The Duke assistant many thought might be Mike Krzyzewski’s successor isn’t waiting around for the legendary Blue Devils coach to retire.

Jeff Capel has instead accepted an offer to become the next head coach at Pittsburgh, the school confirmed Tuesday afternoon.

“Pitt has a great tradition of success and I look forward to putting together a staff and team that will enable us to build on that tradition,” Capel said in a statement. “As a lifelong Steelers fan, I know Pittsburgh as the ‘City of Champions’ and our goal from day one will be to recruit, coach and develop champions on the court, in the classroom and in the community.”

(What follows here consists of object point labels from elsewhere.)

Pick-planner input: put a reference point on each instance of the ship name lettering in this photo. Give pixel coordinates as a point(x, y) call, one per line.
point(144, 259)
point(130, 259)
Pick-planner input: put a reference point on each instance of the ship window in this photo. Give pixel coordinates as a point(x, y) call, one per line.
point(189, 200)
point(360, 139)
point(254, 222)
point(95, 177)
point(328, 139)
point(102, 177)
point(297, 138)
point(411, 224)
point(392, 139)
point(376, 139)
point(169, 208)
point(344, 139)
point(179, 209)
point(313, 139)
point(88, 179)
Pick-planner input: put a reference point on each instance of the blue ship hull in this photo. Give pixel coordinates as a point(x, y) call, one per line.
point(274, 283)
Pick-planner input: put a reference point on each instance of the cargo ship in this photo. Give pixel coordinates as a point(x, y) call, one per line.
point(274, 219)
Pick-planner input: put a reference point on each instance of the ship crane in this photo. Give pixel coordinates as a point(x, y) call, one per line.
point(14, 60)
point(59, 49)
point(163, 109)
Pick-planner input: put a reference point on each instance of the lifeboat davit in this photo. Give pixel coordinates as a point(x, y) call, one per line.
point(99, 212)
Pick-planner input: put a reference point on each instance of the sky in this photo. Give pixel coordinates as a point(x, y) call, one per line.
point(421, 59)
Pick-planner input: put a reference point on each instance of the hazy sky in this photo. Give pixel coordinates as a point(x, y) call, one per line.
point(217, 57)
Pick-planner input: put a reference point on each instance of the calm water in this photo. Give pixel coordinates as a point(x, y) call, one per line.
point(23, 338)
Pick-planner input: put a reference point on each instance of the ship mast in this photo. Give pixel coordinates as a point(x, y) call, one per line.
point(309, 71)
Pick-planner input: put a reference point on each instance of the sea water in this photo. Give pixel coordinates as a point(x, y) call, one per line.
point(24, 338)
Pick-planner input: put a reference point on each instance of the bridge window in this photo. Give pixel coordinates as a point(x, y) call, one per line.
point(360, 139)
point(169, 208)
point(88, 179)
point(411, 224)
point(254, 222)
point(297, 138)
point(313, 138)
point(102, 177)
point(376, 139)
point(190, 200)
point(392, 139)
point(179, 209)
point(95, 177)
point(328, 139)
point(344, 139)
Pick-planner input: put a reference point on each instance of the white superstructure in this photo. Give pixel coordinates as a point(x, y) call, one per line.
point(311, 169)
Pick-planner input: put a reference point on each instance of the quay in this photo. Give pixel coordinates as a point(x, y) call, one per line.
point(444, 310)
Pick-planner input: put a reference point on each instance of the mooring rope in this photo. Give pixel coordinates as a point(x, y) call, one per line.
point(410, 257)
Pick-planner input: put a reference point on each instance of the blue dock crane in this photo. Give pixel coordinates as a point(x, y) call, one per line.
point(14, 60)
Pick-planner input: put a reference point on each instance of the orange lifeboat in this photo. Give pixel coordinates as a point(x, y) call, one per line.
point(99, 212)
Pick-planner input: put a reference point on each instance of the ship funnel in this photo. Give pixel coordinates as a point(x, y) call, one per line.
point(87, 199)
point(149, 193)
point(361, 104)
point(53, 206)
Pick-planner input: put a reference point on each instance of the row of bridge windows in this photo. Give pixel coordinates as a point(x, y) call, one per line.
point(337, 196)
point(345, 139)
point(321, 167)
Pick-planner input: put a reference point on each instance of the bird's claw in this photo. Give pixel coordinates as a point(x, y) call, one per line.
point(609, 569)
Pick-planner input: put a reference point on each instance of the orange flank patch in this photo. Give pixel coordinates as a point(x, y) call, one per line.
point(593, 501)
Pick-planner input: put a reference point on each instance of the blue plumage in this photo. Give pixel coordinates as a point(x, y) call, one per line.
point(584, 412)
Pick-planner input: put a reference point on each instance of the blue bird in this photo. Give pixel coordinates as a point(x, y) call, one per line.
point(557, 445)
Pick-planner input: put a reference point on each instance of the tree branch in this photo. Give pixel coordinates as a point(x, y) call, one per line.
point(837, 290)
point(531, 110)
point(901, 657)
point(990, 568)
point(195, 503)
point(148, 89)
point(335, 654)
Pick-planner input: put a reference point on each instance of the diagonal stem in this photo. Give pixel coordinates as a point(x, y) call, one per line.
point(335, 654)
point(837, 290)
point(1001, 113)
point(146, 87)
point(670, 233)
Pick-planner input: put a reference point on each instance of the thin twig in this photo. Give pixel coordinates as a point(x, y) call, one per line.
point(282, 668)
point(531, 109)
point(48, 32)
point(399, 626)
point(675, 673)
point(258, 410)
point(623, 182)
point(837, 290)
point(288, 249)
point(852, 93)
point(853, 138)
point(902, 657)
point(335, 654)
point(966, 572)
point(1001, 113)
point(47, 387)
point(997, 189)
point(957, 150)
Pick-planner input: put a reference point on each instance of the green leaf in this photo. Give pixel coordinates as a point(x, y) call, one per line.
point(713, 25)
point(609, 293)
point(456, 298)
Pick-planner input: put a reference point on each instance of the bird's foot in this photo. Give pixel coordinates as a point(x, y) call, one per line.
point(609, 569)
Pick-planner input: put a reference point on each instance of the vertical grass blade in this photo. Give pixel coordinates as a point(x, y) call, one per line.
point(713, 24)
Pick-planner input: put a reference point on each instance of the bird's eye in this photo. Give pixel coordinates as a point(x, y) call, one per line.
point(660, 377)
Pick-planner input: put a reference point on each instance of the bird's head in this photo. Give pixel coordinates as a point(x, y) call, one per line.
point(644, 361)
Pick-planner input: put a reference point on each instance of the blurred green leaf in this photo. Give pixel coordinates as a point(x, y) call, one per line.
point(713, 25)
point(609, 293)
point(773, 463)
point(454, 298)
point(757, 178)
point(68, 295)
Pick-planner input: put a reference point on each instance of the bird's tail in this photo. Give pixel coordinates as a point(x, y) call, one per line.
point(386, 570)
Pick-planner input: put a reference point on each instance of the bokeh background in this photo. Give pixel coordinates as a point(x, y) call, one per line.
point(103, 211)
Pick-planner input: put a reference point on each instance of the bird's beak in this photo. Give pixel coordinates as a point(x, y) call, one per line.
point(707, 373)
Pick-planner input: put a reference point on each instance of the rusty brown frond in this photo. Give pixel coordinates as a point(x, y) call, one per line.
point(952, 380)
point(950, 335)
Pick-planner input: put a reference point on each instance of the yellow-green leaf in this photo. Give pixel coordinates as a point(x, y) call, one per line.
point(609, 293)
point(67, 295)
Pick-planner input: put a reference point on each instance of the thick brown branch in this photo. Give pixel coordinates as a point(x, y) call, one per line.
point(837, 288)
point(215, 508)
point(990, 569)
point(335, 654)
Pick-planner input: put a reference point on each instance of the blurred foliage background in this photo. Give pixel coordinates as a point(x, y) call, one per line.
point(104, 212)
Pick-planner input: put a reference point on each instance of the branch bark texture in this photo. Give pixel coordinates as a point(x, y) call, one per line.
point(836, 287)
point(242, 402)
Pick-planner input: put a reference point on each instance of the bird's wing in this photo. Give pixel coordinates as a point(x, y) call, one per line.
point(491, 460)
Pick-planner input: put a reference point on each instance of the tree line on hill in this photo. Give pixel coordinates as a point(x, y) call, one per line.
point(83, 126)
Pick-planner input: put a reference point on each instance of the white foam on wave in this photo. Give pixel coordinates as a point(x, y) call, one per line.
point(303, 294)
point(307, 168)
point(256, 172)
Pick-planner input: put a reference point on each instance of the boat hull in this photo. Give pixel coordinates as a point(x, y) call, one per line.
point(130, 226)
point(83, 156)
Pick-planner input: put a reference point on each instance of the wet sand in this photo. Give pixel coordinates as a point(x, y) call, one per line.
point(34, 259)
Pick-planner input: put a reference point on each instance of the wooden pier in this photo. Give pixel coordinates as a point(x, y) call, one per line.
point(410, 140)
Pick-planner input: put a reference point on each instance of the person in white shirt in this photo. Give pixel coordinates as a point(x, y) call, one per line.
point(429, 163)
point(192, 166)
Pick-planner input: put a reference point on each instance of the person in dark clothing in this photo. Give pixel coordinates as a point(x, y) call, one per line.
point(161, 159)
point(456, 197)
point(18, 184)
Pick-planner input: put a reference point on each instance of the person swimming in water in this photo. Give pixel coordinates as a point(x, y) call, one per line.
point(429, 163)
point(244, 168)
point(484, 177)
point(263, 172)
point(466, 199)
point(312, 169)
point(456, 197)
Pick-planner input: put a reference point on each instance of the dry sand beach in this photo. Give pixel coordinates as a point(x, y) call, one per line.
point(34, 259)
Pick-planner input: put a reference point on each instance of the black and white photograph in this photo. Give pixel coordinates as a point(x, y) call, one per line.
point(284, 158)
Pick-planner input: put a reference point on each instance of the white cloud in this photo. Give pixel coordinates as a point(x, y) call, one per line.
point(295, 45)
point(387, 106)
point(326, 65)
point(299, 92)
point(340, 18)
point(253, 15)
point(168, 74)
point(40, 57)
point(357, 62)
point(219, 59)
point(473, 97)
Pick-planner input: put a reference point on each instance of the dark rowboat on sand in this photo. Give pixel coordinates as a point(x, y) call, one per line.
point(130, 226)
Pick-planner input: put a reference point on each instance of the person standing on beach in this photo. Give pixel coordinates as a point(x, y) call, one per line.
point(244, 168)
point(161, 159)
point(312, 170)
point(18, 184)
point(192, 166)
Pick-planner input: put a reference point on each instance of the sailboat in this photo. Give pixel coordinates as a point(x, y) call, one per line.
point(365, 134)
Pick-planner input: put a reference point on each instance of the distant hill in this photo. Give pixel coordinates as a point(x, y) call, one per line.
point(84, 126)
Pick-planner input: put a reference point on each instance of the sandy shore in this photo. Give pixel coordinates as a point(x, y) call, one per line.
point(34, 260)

Hiring Capel away from Duke is a bold move for a Pittsburgh program that has struggled to recruit since it jumped from the Big East to the ACC five years ago. The best Pittsburgh teams won with tough, blue-collar players from the Northeast, but the program’s pipelines in New York and New Jersey have dried up and it has been unable to forge new ones in traditional ACC talent hotbeds like Washington D.C.

What Pittsburgh is betting on by hiring Capel is that he’ll be able to replenish the Panthers’ roster with the caliber of talent the program has seldom landed before. Capel was the lead recruiter at Duke, the man who landed the Jahlil Okafor-Tyus Jones-Justise Winslow nucleus of the Blue Devils’ 2015 national title team and helped the Blue Devils complete an unprecedented sweep of the top three prospects in the 2018 class.

It also probably made Capel a more attractive candidate for Pittsburgh that he has head coaching experience at VCU and Oklahoma. Capel made the NCAA tournament three times in nine seasons as a head coach, but Oklahoma fired him in 2011 after an impermissible benefits scandal and back-to-back losing seasons.

While Capel is a good bet to help Pittsburgh bounce back from the disastrous Kevin Stallings era, the more interesting aspect of this move is the ramifications for Duke. It’s safe to say that Capel wouldn’t have taken over a struggling program coming off an 0-18 ACC season if he thought he was a year or two away from taking over for Krzyzewski.

Maybe this is evidence that Krzyzewski isn’t close to retirement. Maybe this means Capel doesn’t believe he’s the leading choice to succeed him.

Whatever the situation, Capel will now be judged as a candidate at Duke by whether he manages to rebuild Pittsburgh into an ACC power. He’ll either validate himself as a worthy choice or fall off the radar the way other former Duke assistants have.

Johnny Dawkins was once thought to be a potential successor to Krzyzewski, but his one NCAA bid in eight seasons at Stanford quashed that notion. Tommy Amaker was also viewed as a potential heir apparent, but his struggles at Michigan and Seton Hall sent him tumbling out of contention. Former Duke assistants Chris Collins and Steve Wojciechowski remain contenders, though both still have lots to prove at Northwestern and Marquette, respectively.

The short-term ramifications for Duke are more clear: This is a blow to the Blue Devils’ recruiting machine. It will be up to current assistants Jon Scheyer and Nate James to take on additional responsibility and make sure the program doesn’t fall behind Kentucky, Kansas, North Carolina and others in the recruiting pecking order.

Capel has clearly earned the chance to be an ACC head coach with his performance as Krzyzewski’s right-hand man.

How he fares will impact not just his new school but perhaps his former one as well.